Published : 2010-03-30 13:30
Updated : 2010-03-30 13:30
A renowned online publisher of analyses on U.S. foreign policy ran a commentary on the diplomatic achievements of U.N. Secretary General Ban Ki-moon, whose effectiveness was recently questioned by several Western media.
Journalist and author Ian Williams wrote in a Foreign Policy in Focus commentary titled "Good Moon Rising?" on Wednesday that Ban deserves more credit for last month`s U.N. General Assembly.
According to Williams, the United Nations really dealt with substantive issues of global importance this time - such as disarmament and the Comprehensive Test Ban Treaty, and climate change - rather than evading them.
"Ban Ki-moon has had less credit than he deserves for the prominence of the key issues at this General Assembly and the U.N.`s relative success in tackling them, all overshadowed by the arrival of most foreigners` favorite president, (Barack) Obama," he wrote.
"Yet Ban has worked indefatigably to ensure that they were on the agenda and were supported in a practical way with commitments from world leaders."
The FPIF senior analyst was also optimistic about Ban`s prospects of winning a second term.
"As a nominee of John Bolton, Bush`s U.N. representative, Ban might be expected to face an Obama administration veto of a second term," he said.

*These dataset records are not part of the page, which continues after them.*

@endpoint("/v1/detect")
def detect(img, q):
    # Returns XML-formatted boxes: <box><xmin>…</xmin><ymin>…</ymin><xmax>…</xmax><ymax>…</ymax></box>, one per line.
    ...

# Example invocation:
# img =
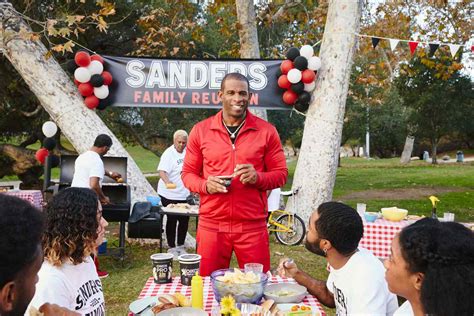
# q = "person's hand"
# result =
<box><xmin>206</xmin><ymin>176</ymin><xmax>228</xmax><ymax>194</ymax></box>
<box><xmin>100</xmin><ymin>196</ymin><xmax>110</xmax><ymax>205</ymax></box>
<box><xmin>277</xmin><ymin>258</ymin><xmax>298</xmax><ymax>278</ymax></box>
<box><xmin>39</xmin><ymin>303</ymin><xmax>81</xmax><ymax>316</ymax></box>
<box><xmin>234</xmin><ymin>164</ymin><xmax>257</xmax><ymax>184</ymax></box>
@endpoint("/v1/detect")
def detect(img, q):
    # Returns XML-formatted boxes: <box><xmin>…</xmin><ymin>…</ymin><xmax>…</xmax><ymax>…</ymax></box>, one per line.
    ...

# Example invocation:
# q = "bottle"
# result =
<box><xmin>191</xmin><ymin>272</ymin><xmax>204</xmax><ymax>309</ymax></box>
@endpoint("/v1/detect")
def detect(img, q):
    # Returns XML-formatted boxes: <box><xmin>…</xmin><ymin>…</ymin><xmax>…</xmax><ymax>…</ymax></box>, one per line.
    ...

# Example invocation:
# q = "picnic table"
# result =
<box><xmin>129</xmin><ymin>276</ymin><xmax>326</xmax><ymax>316</ymax></box>
<box><xmin>359</xmin><ymin>219</ymin><xmax>414</xmax><ymax>259</ymax></box>
<box><xmin>1</xmin><ymin>190</ymin><xmax>43</xmax><ymax>210</ymax></box>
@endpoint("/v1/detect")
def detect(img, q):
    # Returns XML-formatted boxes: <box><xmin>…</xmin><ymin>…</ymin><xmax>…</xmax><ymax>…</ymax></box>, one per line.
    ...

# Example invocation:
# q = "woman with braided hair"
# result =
<box><xmin>385</xmin><ymin>218</ymin><xmax>474</xmax><ymax>316</ymax></box>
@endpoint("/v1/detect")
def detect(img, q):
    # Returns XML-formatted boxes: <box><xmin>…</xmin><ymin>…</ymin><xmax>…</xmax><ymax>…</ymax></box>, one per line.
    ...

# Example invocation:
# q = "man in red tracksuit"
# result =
<box><xmin>181</xmin><ymin>73</ymin><xmax>288</xmax><ymax>276</ymax></box>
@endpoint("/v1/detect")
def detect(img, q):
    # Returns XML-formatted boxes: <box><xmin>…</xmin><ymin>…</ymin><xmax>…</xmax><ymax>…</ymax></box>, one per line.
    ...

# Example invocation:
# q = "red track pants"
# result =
<box><xmin>196</xmin><ymin>227</ymin><xmax>270</xmax><ymax>276</ymax></box>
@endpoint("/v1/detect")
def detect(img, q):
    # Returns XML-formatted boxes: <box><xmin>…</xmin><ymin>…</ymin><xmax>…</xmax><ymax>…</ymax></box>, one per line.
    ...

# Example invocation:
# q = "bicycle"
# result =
<box><xmin>267</xmin><ymin>188</ymin><xmax>306</xmax><ymax>246</ymax></box>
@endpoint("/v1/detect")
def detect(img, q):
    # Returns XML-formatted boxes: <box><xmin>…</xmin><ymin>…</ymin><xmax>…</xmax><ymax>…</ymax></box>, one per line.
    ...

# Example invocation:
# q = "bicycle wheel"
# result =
<box><xmin>275</xmin><ymin>214</ymin><xmax>306</xmax><ymax>246</ymax></box>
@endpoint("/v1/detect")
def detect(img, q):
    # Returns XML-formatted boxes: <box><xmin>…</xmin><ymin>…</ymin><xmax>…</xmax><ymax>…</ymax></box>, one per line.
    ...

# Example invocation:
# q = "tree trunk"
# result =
<box><xmin>400</xmin><ymin>135</ymin><xmax>415</xmax><ymax>164</ymax></box>
<box><xmin>235</xmin><ymin>0</ymin><xmax>268</xmax><ymax>121</ymax></box>
<box><xmin>287</xmin><ymin>0</ymin><xmax>361</xmax><ymax>220</ymax></box>
<box><xmin>431</xmin><ymin>139</ymin><xmax>438</xmax><ymax>165</ymax></box>
<box><xmin>0</xmin><ymin>1</ymin><xmax>156</xmax><ymax>201</ymax></box>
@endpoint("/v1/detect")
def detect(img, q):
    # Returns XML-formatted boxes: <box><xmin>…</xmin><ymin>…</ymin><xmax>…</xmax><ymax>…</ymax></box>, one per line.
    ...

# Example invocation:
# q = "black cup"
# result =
<box><xmin>178</xmin><ymin>253</ymin><xmax>201</xmax><ymax>285</ymax></box>
<box><xmin>150</xmin><ymin>253</ymin><xmax>173</xmax><ymax>284</ymax></box>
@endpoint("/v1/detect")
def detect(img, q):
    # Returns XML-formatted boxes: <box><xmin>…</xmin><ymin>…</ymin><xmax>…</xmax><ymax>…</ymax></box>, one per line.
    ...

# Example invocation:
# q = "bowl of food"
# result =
<box><xmin>211</xmin><ymin>269</ymin><xmax>268</xmax><ymax>304</ymax></box>
<box><xmin>382</xmin><ymin>207</ymin><xmax>408</xmax><ymax>222</ymax></box>
<box><xmin>263</xmin><ymin>283</ymin><xmax>307</xmax><ymax>304</ymax></box>
<box><xmin>364</xmin><ymin>212</ymin><xmax>379</xmax><ymax>223</ymax></box>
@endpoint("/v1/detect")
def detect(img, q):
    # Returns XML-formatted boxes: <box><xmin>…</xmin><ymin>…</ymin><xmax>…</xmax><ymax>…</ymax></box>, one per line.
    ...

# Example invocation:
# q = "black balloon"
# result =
<box><xmin>96</xmin><ymin>98</ymin><xmax>112</xmax><ymax>110</ymax></box>
<box><xmin>90</xmin><ymin>74</ymin><xmax>104</xmax><ymax>88</ymax></box>
<box><xmin>291</xmin><ymin>81</ymin><xmax>304</xmax><ymax>95</ymax></box>
<box><xmin>298</xmin><ymin>91</ymin><xmax>311</xmax><ymax>104</ymax></box>
<box><xmin>286</xmin><ymin>47</ymin><xmax>300</xmax><ymax>60</ymax></box>
<box><xmin>49</xmin><ymin>155</ymin><xmax>61</xmax><ymax>168</ymax></box>
<box><xmin>43</xmin><ymin>137</ymin><xmax>56</xmax><ymax>150</ymax></box>
<box><xmin>293</xmin><ymin>56</ymin><xmax>308</xmax><ymax>70</ymax></box>
<box><xmin>66</xmin><ymin>59</ymin><xmax>79</xmax><ymax>74</ymax></box>
<box><xmin>295</xmin><ymin>102</ymin><xmax>309</xmax><ymax>113</ymax></box>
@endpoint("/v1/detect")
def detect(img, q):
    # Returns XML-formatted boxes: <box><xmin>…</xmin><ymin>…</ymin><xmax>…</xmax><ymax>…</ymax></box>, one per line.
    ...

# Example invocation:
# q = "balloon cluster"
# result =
<box><xmin>35</xmin><ymin>121</ymin><xmax>59</xmax><ymax>168</ymax></box>
<box><xmin>67</xmin><ymin>51</ymin><xmax>112</xmax><ymax>110</ymax></box>
<box><xmin>278</xmin><ymin>45</ymin><xmax>321</xmax><ymax>112</ymax></box>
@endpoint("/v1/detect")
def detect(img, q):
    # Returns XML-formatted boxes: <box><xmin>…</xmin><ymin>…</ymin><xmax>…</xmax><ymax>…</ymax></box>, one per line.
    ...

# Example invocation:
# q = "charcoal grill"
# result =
<box><xmin>59</xmin><ymin>155</ymin><xmax>131</xmax><ymax>259</ymax></box>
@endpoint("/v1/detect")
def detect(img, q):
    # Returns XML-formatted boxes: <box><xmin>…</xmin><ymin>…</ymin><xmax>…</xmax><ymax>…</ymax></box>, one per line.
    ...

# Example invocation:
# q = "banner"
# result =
<box><xmin>104</xmin><ymin>56</ymin><xmax>292</xmax><ymax>110</ymax></box>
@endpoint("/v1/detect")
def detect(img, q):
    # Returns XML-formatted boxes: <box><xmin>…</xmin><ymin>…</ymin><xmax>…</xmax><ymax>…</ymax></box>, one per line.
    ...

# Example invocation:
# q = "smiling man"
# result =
<box><xmin>182</xmin><ymin>73</ymin><xmax>288</xmax><ymax>275</ymax></box>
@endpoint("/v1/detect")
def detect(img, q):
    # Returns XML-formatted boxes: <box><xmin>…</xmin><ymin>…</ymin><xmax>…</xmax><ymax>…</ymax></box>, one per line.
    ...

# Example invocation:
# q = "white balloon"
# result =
<box><xmin>94</xmin><ymin>85</ymin><xmax>109</xmax><ymax>99</ymax></box>
<box><xmin>286</xmin><ymin>69</ymin><xmax>301</xmax><ymax>83</ymax></box>
<box><xmin>74</xmin><ymin>67</ymin><xmax>91</xmax><ymax>83</ymax></box>
<box><xmin>87</xmin><ymin>60</ymin><xmax>104</xmax><ymax>75</ymax></box>
<box><xmin>41</xmin><ymin>121</ymin><xmax>58</xmax><ymax>137</ymax></box>
<box><xmin>308</xmin><ymin>56</ymin><xmax>321</xmax><ymax>71</ymax></box>
<box><xmin>300</xmin><ymin>45</ymin><xmax>314</xmax><ymax>59</ymax></box>
<box><xmin>304</xmin><ymin>81</ymin><xmax>316</xmax><ymax>92</ymax></box>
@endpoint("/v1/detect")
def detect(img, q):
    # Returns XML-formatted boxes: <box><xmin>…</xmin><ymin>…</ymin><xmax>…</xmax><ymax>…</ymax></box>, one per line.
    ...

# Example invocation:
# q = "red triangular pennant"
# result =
<box><xmin>408</xmin><ymin>42</ymin><xmax>419</xmax><ymax>55</ymax></box>
<box><xmin>372</xmin><ymin>37</ymin><xmax>380</xmax><ymax>48</ymax></box>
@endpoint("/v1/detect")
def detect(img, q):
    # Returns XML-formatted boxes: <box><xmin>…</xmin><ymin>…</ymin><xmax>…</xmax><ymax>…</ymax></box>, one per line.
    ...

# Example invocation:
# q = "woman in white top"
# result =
<box><xmin>385</xmin><ymin>218</ymin><xmax>474</xmax><ymax>316</ymax></box>
<box><xmin>31</xmin><ymin>188</ymin><xmax>108</xmax><ymax>315</ymax></box>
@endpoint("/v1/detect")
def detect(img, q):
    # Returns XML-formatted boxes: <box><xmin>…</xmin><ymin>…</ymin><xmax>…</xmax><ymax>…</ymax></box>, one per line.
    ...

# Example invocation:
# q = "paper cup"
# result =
<box><xmin>150</xmin><ymin>253</ymin><xmax>173</xmax><ymax>284</ymax></box>
<box><xmin>178</xmin><ymin>253</ymin><xmax>201</xmax><ymax>285</ymax></box>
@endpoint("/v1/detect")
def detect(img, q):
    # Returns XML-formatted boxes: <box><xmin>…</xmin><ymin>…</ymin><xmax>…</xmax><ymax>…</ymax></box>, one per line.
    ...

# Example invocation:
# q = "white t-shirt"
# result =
<box><xmin>326</xmin><ymin>248</ymin><xmax>398</xmax><ymax>316</ymax></box>
<box><xmin>71</xmin><ymin>150</ymin><xmax>105</xmax><ymax>188</ymax></box>
<box><xmin>157</xmin><ymin>145</ymin><xmax>189</xmax><ymax>200</ymax></box>
<box><xmin>30</xmin><ymin>257</ymin><xmax>105</xmax><ymax>316</ymax></box>
<box><xmin>268</xmin><ymin>188</ymin><xmax>281</xmax><ymax>212</ymax></box>
<box><xmin>393</xmin><ymin>300</ymin><xmax>414</xmax><ymax>316</ymax></box>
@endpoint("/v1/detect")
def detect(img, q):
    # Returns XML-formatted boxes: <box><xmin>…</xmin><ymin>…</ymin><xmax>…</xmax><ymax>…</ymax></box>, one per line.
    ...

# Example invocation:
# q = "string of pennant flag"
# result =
<box><xmin>355</xmin><ymin>33</ymin><xmax>474</xmax><ymax>58</ymax></box>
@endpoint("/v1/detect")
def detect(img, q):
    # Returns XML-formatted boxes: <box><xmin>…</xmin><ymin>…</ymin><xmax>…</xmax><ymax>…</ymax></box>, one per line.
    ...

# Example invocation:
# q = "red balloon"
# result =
<box><xmin>91</xmin><ymin>54</ymin><xmax>104</xmax><ymax>64</ymax></box>
<box><xmin>283</xmin><ymin>90</ymin><xmax>298</xmax><ymax>105</ymax></box>
<box><xmin>101</xmin><ymin>71</ymin><xmax>112</xmax><ymax>86</ymax></box>
<box><xmin>280</xmin><ymin>59</ymin><xmax>295</xmax><ymax>75</ymax></box>
<box><xmin>78</xmin><ymin>82</ymin><xmax>94</xmax><ymax>97</ymax></box>
<box><xmin>278</xmin><ymin>75</ymin><xmax>291</xmax><ymax>89</ymax></box>
<box><xmin>35</xmin><ymin>148</ymin><xmax>49</xmax><ymax>165</ymax></box>
<box><xmin>74</xmin><ymin>51</ymin><xmax>91</xmax><ymax>67</ymax></box>
<box><xmin>301</xmin><ymin>69</ymin><xmax>316</xmax><ymax>83</ymax></box>
<box><xmin>84</xmin><ymin>95</ymin><xmax>99</xmax><ymax>110</ymax></box>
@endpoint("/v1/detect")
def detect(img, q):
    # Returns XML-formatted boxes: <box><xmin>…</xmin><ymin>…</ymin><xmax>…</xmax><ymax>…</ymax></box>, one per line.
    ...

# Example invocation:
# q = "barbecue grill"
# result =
<box><xmin>59</xmin><ymin>155</ymin><xmax>131</xmax><ymax>259</ymax></box>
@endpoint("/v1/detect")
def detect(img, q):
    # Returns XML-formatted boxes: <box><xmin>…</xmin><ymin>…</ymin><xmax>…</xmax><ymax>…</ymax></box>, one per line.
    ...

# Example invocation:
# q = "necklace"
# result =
<box><xmin>222</xmin><ymin>120</ymin><xmax>245</xmax><ymax>139</ymax></box>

"But this is doubtful, however, since Ban`s and Obama`s agendas generally seem to be in close harmony. Above all, they subscribe to the Churchillian principle that jaw-jaw is better than war-war."
Noting that Ban, like most other secretary generals, "stands guilty of thinking that he represents the U.N. rather than the right wing of the U.S. foreign policy establishment," Williams said this was what led to the latest media attacks on Ban including the one by Rupert Murdoch`s Times.
The analyst also defied a Norwegian diplomat who described Ban as "charmless and spineless" in a retaliatory memo after she was denied the job she had wanted at the world body.
"In fact, he is remarkably affable and charming, and has shown strong attachment to principle - which may be one reason for the neoliberal disaffection," Williams wrote.
"Their calumny is precisely because Ban has not been just a cookie-cutter conservative puppet."
While acknowledging Ban`s efforts for independence from the United States as shown in his labeling the country a "deadbeat" over its dues arrears this March and the recent firing of Clinton protege Peter Galbraith from the Afghan mission, Williams called for more straight-talking from Ban.
""The world expects him to deliver more of the ethical dimension of a U.N. secretary general (than appointing more women to senior posts and persuading states and companies to donate flu vaccines for developing countries), even as he dips his arms in the sordid sink of realpolitik," he wrote.
"With the Obama administration, Ban has the best chance of any of his recent predecessors of speaking truth to power and emerging unscathed."